It has modular architecture and we've ported it on diverse hardware platforms, including datacenter, mobile and TinyML. Forest Runtime supports modern neural network models. With hot batching technology, Forest Runtime supports the models that needs to change batching and input shapes at runtime, such as DLRM, transformer and BERT. Forest Runtime is scalable. It automatically fuses multiple models into a single one for saving the CPU/NPU synchronization overhead. Its unique bridging technology allows multiple applications using a common accelerator card and coordinates tasks among multiple accelerator cards in a single server.
Forest Runtime is modular and easy to reconfigure to the hardware platform of your choice. It has three modules: user mode runtime, kernel mode runtime and target runtime. User mode runtime provides common APIs to applications. For the applications running on simple micro-controller or smartphone, it has ''synchronous'' inference pipeline to minimize the response-time of the hardware platform. For some data center applications, for example recommendation system, the user mode runtime provides ''asynchronous'' inference pipeline to maximize the throughput.
Smartphones and mobile devices need to run multiple AI Apps on a single engine. In this case, the kernel mode runtime manages the hardware, software resources for all user mode runtime threads which accessing the same hardware.
On the other hand, applications in a data center must exploit all hardware resources from servers. Modern accelerator cards for cloud inference are heterogeneous multicore system-on-chips which connects to the host by high speed links like PCIe and CXL. The target runtime is designed for such heterogenous multicore system. It dispatches tasks from kernel to diverse processing elements by compiler's instructions and builds the software pipeline between these processing elements to maximize the throughputs.
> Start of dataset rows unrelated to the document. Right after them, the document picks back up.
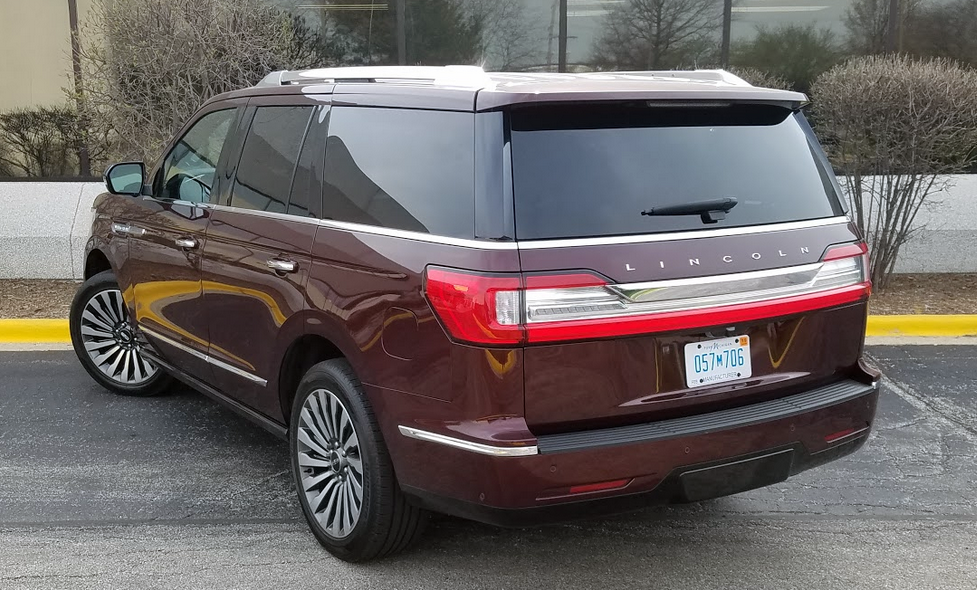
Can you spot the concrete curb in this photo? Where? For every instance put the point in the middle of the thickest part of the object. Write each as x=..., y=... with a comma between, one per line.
x=56, y=331
x=922, y=325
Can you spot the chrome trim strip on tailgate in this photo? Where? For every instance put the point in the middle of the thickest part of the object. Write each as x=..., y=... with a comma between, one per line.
x=686, y=235
x=484, y=244
x=465, y=445
x=768, y=411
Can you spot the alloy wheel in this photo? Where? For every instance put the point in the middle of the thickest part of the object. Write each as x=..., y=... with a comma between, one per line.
x=112, y=343
x=330, y=463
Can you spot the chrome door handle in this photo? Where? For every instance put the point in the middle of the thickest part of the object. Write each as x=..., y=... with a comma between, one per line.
x=279, y=265
x=124, y=229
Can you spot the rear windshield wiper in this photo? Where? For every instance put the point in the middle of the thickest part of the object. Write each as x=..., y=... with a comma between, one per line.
x=711, y=211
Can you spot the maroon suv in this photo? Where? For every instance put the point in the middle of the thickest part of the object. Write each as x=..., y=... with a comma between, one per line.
x=510, y=297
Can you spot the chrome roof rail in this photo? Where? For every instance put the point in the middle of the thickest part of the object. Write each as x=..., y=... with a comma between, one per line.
x=457, y=76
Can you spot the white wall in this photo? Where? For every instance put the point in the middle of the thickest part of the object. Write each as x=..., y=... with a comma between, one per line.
x=44, y=227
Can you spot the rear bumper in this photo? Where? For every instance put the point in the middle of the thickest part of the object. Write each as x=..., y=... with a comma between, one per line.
x=673, y=461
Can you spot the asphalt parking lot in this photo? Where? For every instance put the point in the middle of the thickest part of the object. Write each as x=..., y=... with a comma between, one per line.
x=98, y=491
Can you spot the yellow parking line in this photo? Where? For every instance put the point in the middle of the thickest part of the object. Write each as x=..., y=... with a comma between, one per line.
x=878, y=325
x=34, y=331
x=922, y=325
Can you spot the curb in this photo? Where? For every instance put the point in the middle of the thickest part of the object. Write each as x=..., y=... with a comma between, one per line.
x=922, y=325
x=56, y=331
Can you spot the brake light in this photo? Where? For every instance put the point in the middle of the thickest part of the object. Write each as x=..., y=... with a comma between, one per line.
x=481, y=309
x=513, y=309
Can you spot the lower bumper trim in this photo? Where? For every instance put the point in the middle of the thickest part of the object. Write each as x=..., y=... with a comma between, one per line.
x=785, y=407
x=457, y=443
x=691, y=483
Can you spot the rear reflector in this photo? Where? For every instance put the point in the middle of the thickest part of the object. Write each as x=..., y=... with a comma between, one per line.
x=600, y=487
x=512, y=309
x=839, y=435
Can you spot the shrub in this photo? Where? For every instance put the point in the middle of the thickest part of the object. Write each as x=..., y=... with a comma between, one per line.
x=893, y=125
x=39, y=142
x=150, y=63
x=794, y=53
Forest runtime allows neural network applications arbitrarily change model batch size and input share size at runtime. This feature is very useful for data center applications to fully utilize the hardware throughput and minimize the response time.
It is useful because modern neural networks usually keep input shapes and batch size unknown until deployment. Modern neural networks often arbitrarily change tensor shape at runtime. Most models, such as YOLOv4 and DLRM, their different input batches may have different number of samples, and the input shapes in different batches are different.
Many hardware platforms ask extra revision on networks to fix input shape and batch size for fitting hardware limits which has scarification on application flexibility and throughput. Forest Runtime uses hot batching technology, to modify the batch sizes and input shape at runtime. Unlike just-in-time compilation or ahead-of-time compilation, hot batching doesn't invoke compiler transformation at runtime. Instead, it uses linker technology to change the model binary directly. This approach is x10 faster than the other compiler-based technologies.
Forest Runtime supports several ways to scale your application.
Forest Runtime has a dynamic linker. The linker can fuse multiple models into single one just like symbol resolution in traditional linker. Fused models have less synchronization overhead of CPU and NPU.
Forest Runtime behaves like an operating system on AI related hardware, software resources. It manages a contiguous memory space in kernel for all applications using the same chip. When an application is swapped out the schedule, it saves necessary feature maps and data in the pipeline into the backed memory system.
Data center system or mobile system have multiple neural network engines in a single system-on-chip. Take smart surveillance for example, such system usually have more than ten programmable processing elements, like vector engines, home-made DSP, big-little CPUs and DMAs. Forest Runtime chains all processing elements in a pipeline and pipes all inference tasks in a stream by compiler instructions and fully utilize all hardware resources in a server.
Forest Runtime is designed for heterogenous multicore system-on-chips. It provides common C++/C/Python API to different applications of data center, mobile and TinyML. It's retargetable. Its modular design makes it is easy to port kernel mode runtime and target runtime on variant hardware platforms. Its ''hot batching'' techniques support modern neural networks including BERT, Transformer and DLRM which must arbitrarily change input share and batch size at runtime. It's scalable. It uses model fusion, context switching and software pipelining to support multiple models, multiple applications and multiple accelerator cards in one system.